Moab Workload Manager

mjobctl

(Moab Job Control)

Synopsis

mjobctl -c jobexp
mjobctl -c -w attr=val
mjobctl -C jobexp
mjobctl -h [User|System|Batch|Defer|All] jobexp
mjobctl -m attr{+=|=|-=}val jobexp
mjobctl -N [<SIGNO>] jobexp
mjobctl -n <JOBNAME>
mjobctl -p <PRIORITY> jobexp
mjobctl -q {diag|starttime|hostlist} jobexp
mjobctl -r jobexp
mjobctl -R jobexp
mjobctl -s jobexp 
mjobctl -u [User|System|Batch|Defer|All] jobexp
mjobctl -w attr{+=|=|-=}val jobexp
mjobctl -x [-w flags=val] jobexp

Overview

The mjobctl command controls various aspects of jobs. It is used to submit, cancel, execute, and checkpoint jobs. It can also display diagnostic information about each job. The mjobctl command enables the Moab administrator to control almost all aspects of job behavior. See 11.0 General Job Administration for more details on jobs and their attributes.

Format

-c — Cancel
JOBID
---
Cancel a job.

Note Use -w (following a -c flag) to specify job cancellation according to given credentials or job attributes. See -c -w for more information.

> mjobctl -c job1045
Cancel job job1045.
   
-c -w — Cancel Where
<ATTR>=<VALUE>

where <ATTR>=[ user | account | qos | class | reqreservation (RsvName) | state (JobState) | jobname (JobName, not job ID)] | partition
---
Cancel a job based on a given credential or job attribute.

Use -w following a -c flag to specify job cancellation according to credentials or job attributes. (See examples.)

Also, you can cancel jobs from given partitions using -w partition=<PAR1>[<PAR2>...]]; however, you must also either use another -w flag to specify a job or use the standard job expression.
> mjobctl -c -w state=USERHOLD
Cancels all jobs that currently have a USERHOLD on them.

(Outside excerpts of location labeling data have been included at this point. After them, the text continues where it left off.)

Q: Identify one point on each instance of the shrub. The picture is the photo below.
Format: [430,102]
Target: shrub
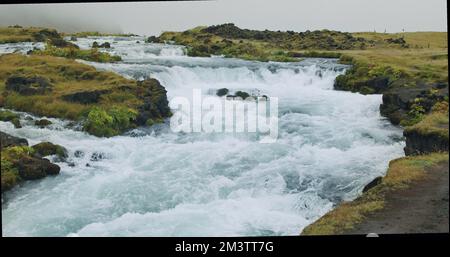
[107,123]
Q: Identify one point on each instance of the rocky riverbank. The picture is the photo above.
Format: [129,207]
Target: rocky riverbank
[101,103]
[417,100]
[20,162]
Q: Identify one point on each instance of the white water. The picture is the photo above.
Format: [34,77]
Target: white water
[22,48]
[330,145]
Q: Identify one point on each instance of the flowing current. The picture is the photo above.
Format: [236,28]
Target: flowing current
[154,182]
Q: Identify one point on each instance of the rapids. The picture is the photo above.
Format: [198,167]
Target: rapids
[154,182]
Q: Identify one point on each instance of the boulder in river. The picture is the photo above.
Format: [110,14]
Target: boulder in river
[31,168]
[11,117]
[7,140]
[46,148]
[32,85]
[42,123]
[85,97]
[372,184]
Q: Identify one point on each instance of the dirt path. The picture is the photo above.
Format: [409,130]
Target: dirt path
[422,208]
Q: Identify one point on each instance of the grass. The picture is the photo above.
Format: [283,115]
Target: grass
[67,77]
[74,53]
[97,34]
[401,173]
[231,41]
[436,123]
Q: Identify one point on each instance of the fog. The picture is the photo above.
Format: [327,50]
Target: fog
[151,18]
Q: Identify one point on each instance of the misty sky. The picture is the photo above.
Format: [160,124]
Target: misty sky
[151,18]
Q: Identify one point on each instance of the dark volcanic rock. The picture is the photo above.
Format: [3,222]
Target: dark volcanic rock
[417,143]
[28,85]
[104,45]
[222,91]
[31,168]
[397,101]
[46,148]
[7,140]
[42,123]
[85,97]
[372,184]
[156,105]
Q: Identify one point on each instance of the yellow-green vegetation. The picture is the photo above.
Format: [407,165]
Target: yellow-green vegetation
[63,88]
[9,172]
[401,173]
[231,41]
[11,117]
[56,45]
[15,34]
[433,124]
[74,53]
[101,122]
[97,34]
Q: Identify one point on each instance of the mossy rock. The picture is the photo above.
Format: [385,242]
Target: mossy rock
[42,123]
[9,175]
[12,117]
[222,92]
[28,85]
[242,94]
[46,148]
[21,162]
[31,168]
[7,140]
[109,122]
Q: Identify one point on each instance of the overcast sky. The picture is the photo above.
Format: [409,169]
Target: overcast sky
[151,18]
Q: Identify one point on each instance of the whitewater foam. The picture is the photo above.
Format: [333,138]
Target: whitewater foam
[160,183]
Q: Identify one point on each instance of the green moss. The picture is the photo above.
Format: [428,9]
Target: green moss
[111,122]
[401,173]
[151,122]
[435,123]
[47,148]
[93,54]
[9,175]
[8,116]
[15,152]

> mjobctl -c -w user=user1 -w acct=acct1
Cancels all jobs assigned to user1 or acct1.
   
-C — Checkpoint
JOBID
---
Checkpoint a job
> mjobctl -C job1045
Checkpoint job job1045.
   
-h — Hold
<HOLDTYPE> <JOBEXP>
 
<HOLDTYPE> = { user | batch | system | defer | ALL }
user
Set or release a job hold

See Section 11.1, Job Holds for more information
> mjobctl -h user job1045
Set a user hold on job job1045.

> mjobctl -u all job1045
Unset all holds on job job1045.
   
-m — Modify
<ATTR>{ += | = | -= } <VAL>

  <ATTR>={ account | awduration | class | deadline | depend | eeduration | env | features | feature | flags | gres | group | hold | hostlist | jobdisk | jobmem | jobname | jobswap | loglevel | messages | minstarttime | nodecount | notificationaddress | partition | priority | proccount | queue | qos | reqreservation | rmxstring | reqawduration | sysprio | trig | trigvar | userprio | var | wclimit }
---
Modify a specific job attribute.

For priority, use the '-p' flag.

Modification of the job dependency is also communicated to the resource manager in the case of SLURM and PBS/Torque.

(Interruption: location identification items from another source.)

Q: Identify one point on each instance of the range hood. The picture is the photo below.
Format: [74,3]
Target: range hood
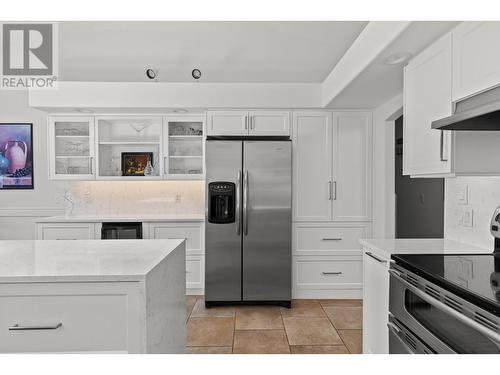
[479,112]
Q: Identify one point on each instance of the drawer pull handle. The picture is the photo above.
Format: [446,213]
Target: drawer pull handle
[17,327]
[380,260]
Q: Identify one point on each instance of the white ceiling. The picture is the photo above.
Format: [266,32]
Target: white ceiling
[380,82]
[226,52]
[223,51]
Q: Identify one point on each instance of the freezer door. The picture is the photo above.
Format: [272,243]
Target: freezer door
[267,220]
[223,240]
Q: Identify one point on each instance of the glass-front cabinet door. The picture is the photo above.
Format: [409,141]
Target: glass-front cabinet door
[129,147]
[185,147]
[71,145]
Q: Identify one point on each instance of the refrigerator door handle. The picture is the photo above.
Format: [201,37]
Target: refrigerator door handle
[238,192]
[245,202]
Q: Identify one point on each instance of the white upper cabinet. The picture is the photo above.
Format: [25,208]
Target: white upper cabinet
[227,123]
[71,148]
[312,166]
[427,97]
[262,123]
[352,139]
[269,123]
[476,58]
[332,172]
[127,145]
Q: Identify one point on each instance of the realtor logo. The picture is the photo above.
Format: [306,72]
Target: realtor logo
[29,58]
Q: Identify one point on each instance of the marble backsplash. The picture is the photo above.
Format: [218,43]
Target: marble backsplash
[134,197]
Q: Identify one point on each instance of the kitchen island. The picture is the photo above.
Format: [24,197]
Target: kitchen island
[125,296]
[376,262]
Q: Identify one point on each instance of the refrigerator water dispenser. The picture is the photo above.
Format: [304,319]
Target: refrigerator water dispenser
[221,208]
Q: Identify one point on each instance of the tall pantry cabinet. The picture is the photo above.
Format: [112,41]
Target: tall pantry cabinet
[332,179]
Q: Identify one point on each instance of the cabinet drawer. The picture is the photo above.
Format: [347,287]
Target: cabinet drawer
[327,273]
[192,232]
[195,272]
[309,240]
[80,231]
[89,323]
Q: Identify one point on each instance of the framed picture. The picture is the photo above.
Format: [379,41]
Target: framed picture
[16,156]
[134,163]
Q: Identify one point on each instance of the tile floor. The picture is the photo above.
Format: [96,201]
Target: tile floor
[309,327]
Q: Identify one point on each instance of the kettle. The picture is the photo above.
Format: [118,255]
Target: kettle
[16,155]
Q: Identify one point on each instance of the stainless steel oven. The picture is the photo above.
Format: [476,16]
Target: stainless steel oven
[425,318]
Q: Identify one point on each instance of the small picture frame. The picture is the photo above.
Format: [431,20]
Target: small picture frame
[16,156]
[134,163]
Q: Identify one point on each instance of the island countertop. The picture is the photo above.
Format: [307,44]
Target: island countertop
[388,247]
[81,261]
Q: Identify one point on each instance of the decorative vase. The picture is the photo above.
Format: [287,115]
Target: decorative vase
[4,165]
[148,170]
[16,155]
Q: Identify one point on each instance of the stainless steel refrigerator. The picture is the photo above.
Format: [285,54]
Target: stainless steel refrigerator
[248,222]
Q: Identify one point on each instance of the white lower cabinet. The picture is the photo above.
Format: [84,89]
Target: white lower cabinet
[75,317]
[327,260]
[66,231]
[327,277]
[375,302]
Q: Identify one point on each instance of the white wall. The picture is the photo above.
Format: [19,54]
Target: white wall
[383,167]
[19,208]
[483,198]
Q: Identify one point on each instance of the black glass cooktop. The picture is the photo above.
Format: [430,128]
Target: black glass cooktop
[474,277]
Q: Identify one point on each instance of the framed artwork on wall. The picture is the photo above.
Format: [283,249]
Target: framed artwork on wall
[16,156]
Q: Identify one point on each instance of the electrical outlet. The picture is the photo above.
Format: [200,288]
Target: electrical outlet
[467,217]
[463,195]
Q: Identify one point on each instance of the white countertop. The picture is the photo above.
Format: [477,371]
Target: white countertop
[121,218]
[387,247]
[70,261]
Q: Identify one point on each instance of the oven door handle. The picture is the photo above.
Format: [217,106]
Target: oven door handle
[495,337]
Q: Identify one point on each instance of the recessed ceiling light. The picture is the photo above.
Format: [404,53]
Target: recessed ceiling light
[84,110]
[397,58]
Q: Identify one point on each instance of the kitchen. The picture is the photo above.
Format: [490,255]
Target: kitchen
[260,196]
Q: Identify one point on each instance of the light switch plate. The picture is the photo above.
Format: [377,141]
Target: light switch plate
[467,217]
[463,195]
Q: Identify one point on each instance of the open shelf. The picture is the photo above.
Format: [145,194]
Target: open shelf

To define values for awduration, eeduration, minstarttime, reqawduration, and wclimit, use the time spec format.

A non-active job's partition list can be modified by adding or subtracting partitions. Note, though, that when adding or subtracting multiple partitions, each partition must have its own -m partition{+= | = | -=}name on the command line. (See example for adding multiple partitions.)
> mjobctl -m reqawduration+=600 1664
Add 10 minutes to the job walltime.

> mjobctl -m eeduration=-1 1664
Reset job's effective queue time.

> mjobctl -m var=Flag1=TRUE 1664
Set the job variable Flag1 to TRUE.

> mjobctl -m notificationaddress="name@server.com"
Sets the notification e-mail address associated with a job to name@server.com.

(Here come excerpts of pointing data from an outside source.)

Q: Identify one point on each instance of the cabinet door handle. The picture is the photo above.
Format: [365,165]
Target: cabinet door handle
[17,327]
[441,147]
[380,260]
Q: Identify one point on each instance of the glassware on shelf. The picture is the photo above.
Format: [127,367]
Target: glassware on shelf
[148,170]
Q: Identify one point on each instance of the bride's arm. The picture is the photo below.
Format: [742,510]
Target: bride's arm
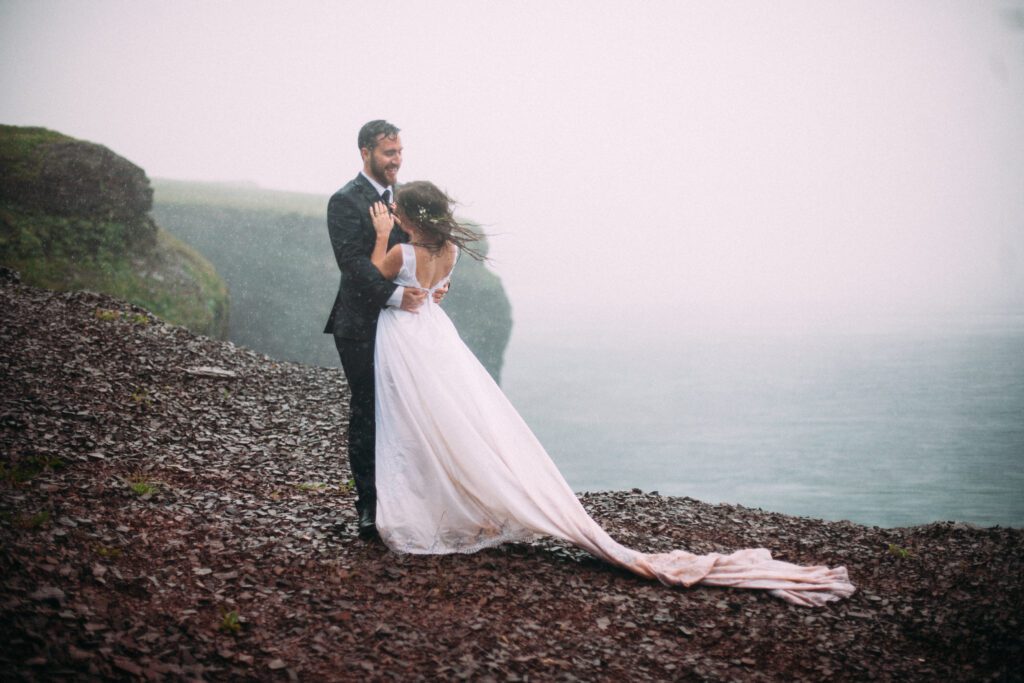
[388,261]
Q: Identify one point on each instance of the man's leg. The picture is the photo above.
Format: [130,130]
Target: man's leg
[357,361]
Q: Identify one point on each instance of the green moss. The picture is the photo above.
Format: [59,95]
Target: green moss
[19,151]
[171,280]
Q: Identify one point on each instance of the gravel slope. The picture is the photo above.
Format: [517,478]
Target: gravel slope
[164,521]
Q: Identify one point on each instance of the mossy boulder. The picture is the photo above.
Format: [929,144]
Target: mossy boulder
[76,215]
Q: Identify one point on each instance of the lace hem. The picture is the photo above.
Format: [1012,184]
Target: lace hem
[450,548]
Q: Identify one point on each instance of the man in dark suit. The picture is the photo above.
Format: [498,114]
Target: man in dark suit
[361,295]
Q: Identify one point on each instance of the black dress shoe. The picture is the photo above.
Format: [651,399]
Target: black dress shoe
[368,528]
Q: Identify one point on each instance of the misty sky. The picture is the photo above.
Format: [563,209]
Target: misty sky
[663,163]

> mjobctl -m partition+=p3 -m partition+=p4 Moab.5
Adds multiple partitions (p3 and p4) to job Moab.5.
   
-N — Notify
[signal=]<SIGID> <JOBID>
---
Send a signal to all jobs matching the job expression.
> mjobctl -N INT 1664
Send an interrupt signal to job 1664.

> mjobctl -N 47 1664
Send signal 47 to job 1664.
   
-n — Name
 
---
Select jobs by job name.
 
   
-p — Priority
 
---
Modify a job's system priority.
> mjobctl -p +1000 job1045
Adds 1000 points to the max system priority, ensuring that this job will be higher priority than all normal jobs. The new priority of job1045 is 1000001000.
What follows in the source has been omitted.